Mexican Prosecutor Says Mayor, Wife Ordered Attack On Students
Mexico's top prosecutor says a mayor and his wife ordered the attack on 43 students who have been missing for nearly a month. The couple — of the town of Iguala in the southern state of Guerrero — are now fugitives.
Thousands of protesters marched down Mexico City's grand Reforma Boulevard on Wednesday night, banging drums, carrying pictures of the 43 students who went missing on Sept. 26, and demanding the resignation of the governor of the state of Guerrero and even of President Enrique Pena Nieto.
Holding a poster-sized black-and-white photo of her missing 19-year-old son, Benjamin, Cristina Bautista said she believes the students are still alive.
"I don't know how they are going to do it," she said, staring off in the distance, "but they took the students alive and they have to return them to us alive."
Bautista said her son had just started at the rural teaching college, known for its leftist ideology and radical protests. She said he just wanted to study to be a teacher and get a good-paying job, something not possible in the poor regions of Guerrero where they live.
The missing student's uncle, Cruz Bautista, wants to know why it has taken so long for the government to find his nephew or those responsible for his disappearance.
"They need to do their job," he said. "Why haven't they arrested the mayor of Iguala yet or his wife?"
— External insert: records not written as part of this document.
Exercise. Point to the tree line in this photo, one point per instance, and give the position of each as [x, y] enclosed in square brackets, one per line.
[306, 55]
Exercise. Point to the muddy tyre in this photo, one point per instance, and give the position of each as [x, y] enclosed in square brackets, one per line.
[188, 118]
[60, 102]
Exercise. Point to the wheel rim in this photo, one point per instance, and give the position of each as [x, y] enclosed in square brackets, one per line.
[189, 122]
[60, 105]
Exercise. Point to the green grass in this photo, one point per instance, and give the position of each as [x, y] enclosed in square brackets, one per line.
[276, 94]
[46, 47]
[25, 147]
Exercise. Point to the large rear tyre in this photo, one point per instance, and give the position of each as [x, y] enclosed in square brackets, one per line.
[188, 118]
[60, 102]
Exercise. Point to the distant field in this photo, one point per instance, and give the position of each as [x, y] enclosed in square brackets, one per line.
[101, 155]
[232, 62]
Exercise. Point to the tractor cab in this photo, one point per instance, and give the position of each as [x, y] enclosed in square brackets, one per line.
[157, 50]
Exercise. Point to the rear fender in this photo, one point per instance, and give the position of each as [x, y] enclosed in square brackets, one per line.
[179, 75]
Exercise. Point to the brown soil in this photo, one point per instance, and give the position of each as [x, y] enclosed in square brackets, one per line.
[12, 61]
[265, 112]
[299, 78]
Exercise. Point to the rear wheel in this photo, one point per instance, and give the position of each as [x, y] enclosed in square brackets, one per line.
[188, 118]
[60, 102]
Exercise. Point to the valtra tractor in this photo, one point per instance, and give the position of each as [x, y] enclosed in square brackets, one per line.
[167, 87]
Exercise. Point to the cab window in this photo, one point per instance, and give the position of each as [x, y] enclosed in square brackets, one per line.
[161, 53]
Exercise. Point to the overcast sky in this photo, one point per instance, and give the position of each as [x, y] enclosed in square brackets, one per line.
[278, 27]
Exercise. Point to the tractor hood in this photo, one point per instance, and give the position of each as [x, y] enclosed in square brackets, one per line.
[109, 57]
On Wednesday, Mexico's attorney general said an arrest warrant has been issued for Mayor Jose Luis Abarca and his wife, Maria de los Angeles Pineda.
Jesus Murillo Karam, the country's top prosecutor, also named the mayor's wife as the "principal operator" of the trafficking group known as the Guerreros Unidos, and that she together with her husband ran the group's illegal activities right out of Iguala's City Hall.
Murillo Karam went on to give more details — the most he has divulged to date on the case — including that the mayor was doling out as much as 600,000 pesos (about $45,000) on a regular basis to pay off the police.
He said that on the night of Sept. 26, as the students were heading toward Iguala in several buses they had commandeered, the order to stop them came over the local police radios — and that is was given by "A-5," the code name for Iguala's mayor.
Local police intercepted the student's buses and started shooting, killing six people and rounding up the 43 students. According to the attorney general, the students were taken to another police force and then transported to the outskirts of Iguala. Those orders, he said, came from the head of the Guerreros Unidos, whom federal authorities captured last week.
Attorney General Murillo Karam said investigators are still trying to positively identify the remains of some 30 bodies found in nine graves outside Iguala.
In the town Wednesday, angry protesters — many hooded — smashed windows and burned several offices at City Hall.
In Mexico City, students marched for hours, demanding justice and revenge.
Maria Fernanda Solis, an 18-year-old college student, said it's just outrageous how much corruption, collusion and impunity there is in Mexico.
"The government and the traffickers are one and the same," she said. "We have to stop it."
Many students dressed in black, like those from the music school at the National Autonomous University, asked: If the government kills students, what is left for the future of Mexico?